Your facial muscles can become lax just like any other muscles in your body. Like other muscles, they can respond to exercise. The mentalis and platysma muscles are the facial muscles that need to be toned to reduce the excess fat under the chin and tighten jowl pouches. Stop performing these exercises immediately if you feel pain in your neck or jaw. Consult your health care provider for advice.
Forehead Press
Hold the palm of one hand against your forehead with your fingers spread apart. Press your hand hard against your forehead until you feel the tension in your neck. Resist the press by trying to move your head forward. Hold the position for a count of 10. Next, do the same palm press-and-resist on each side of your head and the back of your head.
Palm Press
Press the palm of your hand under your chin and open your mouth as wide as you can, pressing upward with your hand and downward with your chin. Hold that pose for a count of 5, and repeat three times.
Backward Press
Tilt your head backward. Make a fist with one hand, and press your fist under your chin. Open your mouth, pressing your chin downward against your fist. Hold for a count of 5, and repeat three times.
Tennis Ball Press
Work the platysma muscle that runs from your neck to your chest by putting a tennis ball under your chin and opening and shutting your mouth against the ball's resistance.
Scoop
Open your mouth wide, and pull your lower lip over your bottom teeth.

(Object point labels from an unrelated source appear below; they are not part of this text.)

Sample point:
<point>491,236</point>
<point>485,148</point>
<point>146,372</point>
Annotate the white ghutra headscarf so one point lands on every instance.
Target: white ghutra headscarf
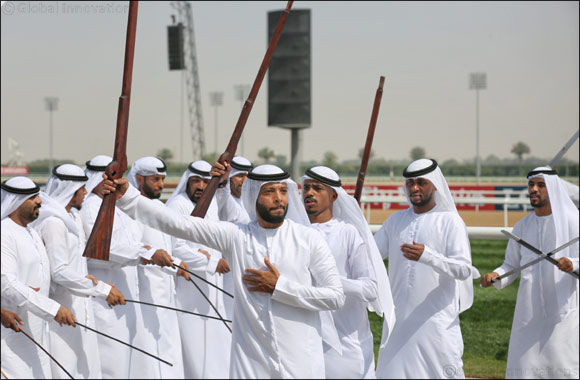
<point>428,169</point>
<point>94,171</point>
<point>199,169</point>
<point>264,174</point>
<point>61,186</point>
<point>240,165</point>
<point>14,192</point>
<point>565,216</point>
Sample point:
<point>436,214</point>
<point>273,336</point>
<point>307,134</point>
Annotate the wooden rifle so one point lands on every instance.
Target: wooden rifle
<point>99,241</point>
<point>203,204</point>
<point>369,143</point>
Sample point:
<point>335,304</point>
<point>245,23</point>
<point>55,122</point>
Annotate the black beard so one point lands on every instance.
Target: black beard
<point>149,193</point>
<point>265,214</point>
<point>425,200</point>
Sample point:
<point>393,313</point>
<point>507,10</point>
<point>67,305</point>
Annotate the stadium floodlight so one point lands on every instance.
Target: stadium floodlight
<point>477,81</point>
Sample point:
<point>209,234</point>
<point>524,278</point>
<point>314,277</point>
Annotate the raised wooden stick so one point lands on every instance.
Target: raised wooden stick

Move your jaw up and down like you were scooping something into your mouth with your jaw. Do this exercise several times every day.
Tongue Press
Sit or stand and tilt your head backward. Press your tongue against the roof of your mouth. Still holding your tongue in that position, slowly lower your chin as far as you can. Hold the position for a count of 3, then relax and repeat three times.
Shoulder Lift
Lie on your back on the floor and raise your shoulders slightly. Turn your head to one side, then the other. Keeping your shoulders off the floor, tilt your head backward, then raise it and tilt it down toward your chest. Repeat the sequence 10 times.